HONORABLE MENTION: JB Smoove and Nick Kroll
History of the world, part II, Hulu’s four “night” sequel to Mel Brooks’ 1981 cinematic comedy, was of scattered quality, of course. Lots of singles and doubles, few circuits. But in the sketch series called “Curb Your Judaism,” JB Smoove and Nick Kroll, as apostles Luke and Judas, served up a far more satisfying meal of laughter than the Last Supper they had just attended. (As Judas scoffed, “More like a final snack, right?”) Successfully adopting the rhythms of Calm your enthusiasm (which Smoove knows only too well), the duo had a lot of fun with observational humor about Jesus’ obsession with foot washing, St. Peter’s solo show (no free tickets, really ?), the curiously No-kosher food which Jesus then mocked (“As a Jew, I am livid! I will fall over! ”) and, relatedly, the creaking process involved in foreskin regrowth. As stated in TV Questions, someone is ordering Limit your Judaism to the series now.

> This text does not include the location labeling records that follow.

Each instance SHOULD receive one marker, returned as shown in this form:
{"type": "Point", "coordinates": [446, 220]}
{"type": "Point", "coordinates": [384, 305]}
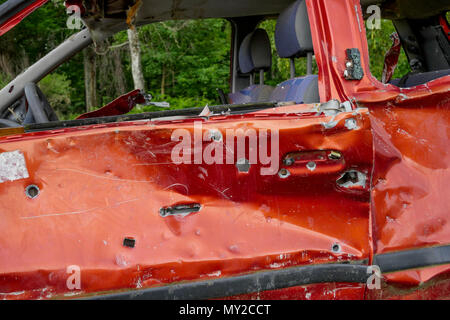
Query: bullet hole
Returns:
{"type": "Point", "coordinates": [129, 242]}
{"type": "Point", "coordinates": [32, 191]}
{"type": "Point", "coordinates": [284, 173]}
{"type": "Point", "coordinates": [336, 248]}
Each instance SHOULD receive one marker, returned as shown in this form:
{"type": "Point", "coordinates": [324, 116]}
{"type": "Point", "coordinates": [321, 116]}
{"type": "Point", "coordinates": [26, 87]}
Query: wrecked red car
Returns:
{"type": "Point", "coordinates": [328, 186]}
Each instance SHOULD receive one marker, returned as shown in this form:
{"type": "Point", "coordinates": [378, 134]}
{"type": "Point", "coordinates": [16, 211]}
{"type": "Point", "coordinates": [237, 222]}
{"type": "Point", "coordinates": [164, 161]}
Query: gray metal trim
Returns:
{"type": "Point", "coordinates": [14, 90]}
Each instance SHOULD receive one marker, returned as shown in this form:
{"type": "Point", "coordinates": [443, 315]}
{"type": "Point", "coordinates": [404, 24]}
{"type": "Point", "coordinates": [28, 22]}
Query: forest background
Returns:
{"type": "Point", "coordinates": [181, 62]}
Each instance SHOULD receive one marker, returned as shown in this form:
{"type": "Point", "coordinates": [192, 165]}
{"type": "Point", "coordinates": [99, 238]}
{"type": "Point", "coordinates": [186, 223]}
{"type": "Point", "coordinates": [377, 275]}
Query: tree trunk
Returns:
{"type": "Point", "coordinates": [136, 65]}
{"type": "Point", "coordinates": [163, 81]}
{"type": "Point", "coordinates": [90, 79]}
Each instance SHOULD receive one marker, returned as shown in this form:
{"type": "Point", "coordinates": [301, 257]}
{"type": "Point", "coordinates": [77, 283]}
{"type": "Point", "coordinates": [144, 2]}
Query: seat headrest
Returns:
{"type": "Point", "coordinates": [292, 32]}
{"type": "Point", "coordinates": [255, 53]}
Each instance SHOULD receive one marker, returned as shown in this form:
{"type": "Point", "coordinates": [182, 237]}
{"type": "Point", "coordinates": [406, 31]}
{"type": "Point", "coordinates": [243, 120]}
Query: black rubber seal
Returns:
{"type": "Point", "coordinates": [412, 259]}
{"type": "Point", "coordinates": [249, 283]}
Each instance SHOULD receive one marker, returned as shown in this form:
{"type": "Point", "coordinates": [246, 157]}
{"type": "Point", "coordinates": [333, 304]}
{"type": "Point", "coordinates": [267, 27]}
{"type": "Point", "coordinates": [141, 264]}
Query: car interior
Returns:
{"type": "Point", "coordinates": [423, 30]}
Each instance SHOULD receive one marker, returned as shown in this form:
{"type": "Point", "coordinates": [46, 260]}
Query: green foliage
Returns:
{"type": "Point", "coordinates": [184, 62]}
{"type": "Point", "coordinates": [379, 43]}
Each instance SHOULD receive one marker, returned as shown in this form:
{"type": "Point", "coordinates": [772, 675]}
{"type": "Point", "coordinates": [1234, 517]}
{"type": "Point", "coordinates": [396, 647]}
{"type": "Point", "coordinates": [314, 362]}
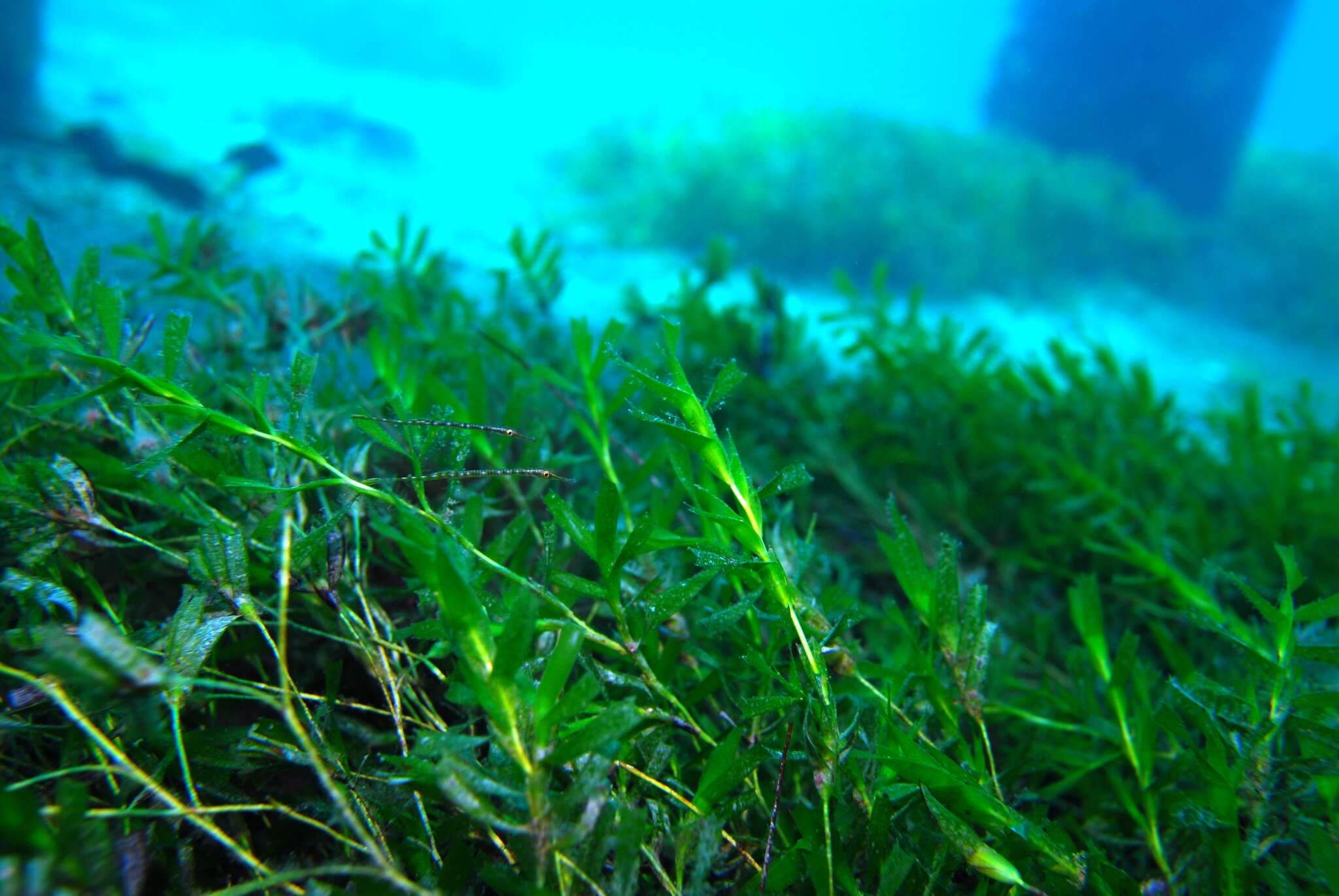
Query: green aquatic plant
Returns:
{"type": "Point", "coordinates": [410, 591]}
{"type": "Point", "coordinates": [800, 195]}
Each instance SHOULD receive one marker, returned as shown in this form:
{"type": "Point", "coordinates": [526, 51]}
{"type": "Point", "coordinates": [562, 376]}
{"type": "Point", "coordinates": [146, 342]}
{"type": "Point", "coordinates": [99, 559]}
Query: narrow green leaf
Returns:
{"type": "Point", "coordinates": [720, 757]}
{"type": "Point", "coordinates": [675, 598]}
{"type": "Point", "coordinates": [978, 854]}
{"type": "Point", "coordinates": [47, 595]}
{"type": "Point", "coordinates": [1327, 654]}
{"type": "Point", "coordinates": [300, 375]}
{"type": "Point", "coordinates": [572, 524]}
{"type": "Point", "coordinates": [102, 638]}
{"type": "Point", "coordinates": [515, 643]}
{"type": "Point", "coordinates": [176, 331]}
{"type": "Point", "coordinates": [557, 669]}
{"type": "Point", "coordinates": [788, 480]}
{"type": "Point", "coordinates": [908, 563]}
{"type": "Point", "coordinates": [605, 524]}
{"type": "Point", "coordinates": [756, 706]}
{"type": "Point", "coordinates": [110, 307]}
{"type": "Point", "coordinates": [1291, 571]}
{"type": "Point", "coordinates": [379, 435]}
{"type": "Point", "coordinates": [739, 768]}
{"type": "Point", "coordinates": [1086, 611]}
{"type": "Point", "coordinates": [607, 727]}
{"type": "Point", "coordinates": [1125, 658]}
{"type": "Point", "coordinates": [726, 381]}
{"type": "Point", "coordinates": [190, 638]}
{"type": "Point", "coordinates": [1318, 610]}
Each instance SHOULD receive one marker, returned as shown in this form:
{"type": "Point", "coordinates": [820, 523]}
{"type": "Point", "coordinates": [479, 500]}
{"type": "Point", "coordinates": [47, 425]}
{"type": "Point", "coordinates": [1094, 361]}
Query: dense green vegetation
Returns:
{"type": "Point", "coordinates": [931, 620]}
{"type": "Point", "coordinates": [800, 195]}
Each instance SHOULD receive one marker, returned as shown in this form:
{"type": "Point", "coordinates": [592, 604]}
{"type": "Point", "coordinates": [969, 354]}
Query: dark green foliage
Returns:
{"type": "Point", "coordinates": [229, 586]}
{"type": "Point", "coordinates": [801, 195]}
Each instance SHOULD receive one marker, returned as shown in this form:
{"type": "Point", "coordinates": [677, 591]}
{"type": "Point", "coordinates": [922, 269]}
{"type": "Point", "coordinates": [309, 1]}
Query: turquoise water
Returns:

HONORABLE MENTION: Jessica Williams
An art exhibit for ex-husband Nico brought out the worst in Contraction‘s Gaby, but the best of her interpreter Jessica Williams. The actress let Gaby’s unease show through the generally cool and collected exterior of the therapist under the scrutinizing eyes of Nico’s friends. After Gaby and her ex finally had a heart-to-heart, Williams’ expressions were tinged with nostalgia for the past, then anger at how Nico was coping without her. Williams capped off her performance with a moment of comedic tour de force when Gaby exclaimed so loudly and determinedly that a nude painting of Nico’s current girlfriend was actually of her that she had to be dragged by his friend. If Williams is this hilarious and entertaining during a meltdown, then Gaby should lose him more often.
Which performance(s) hit your socks this week? Tell us in the comments!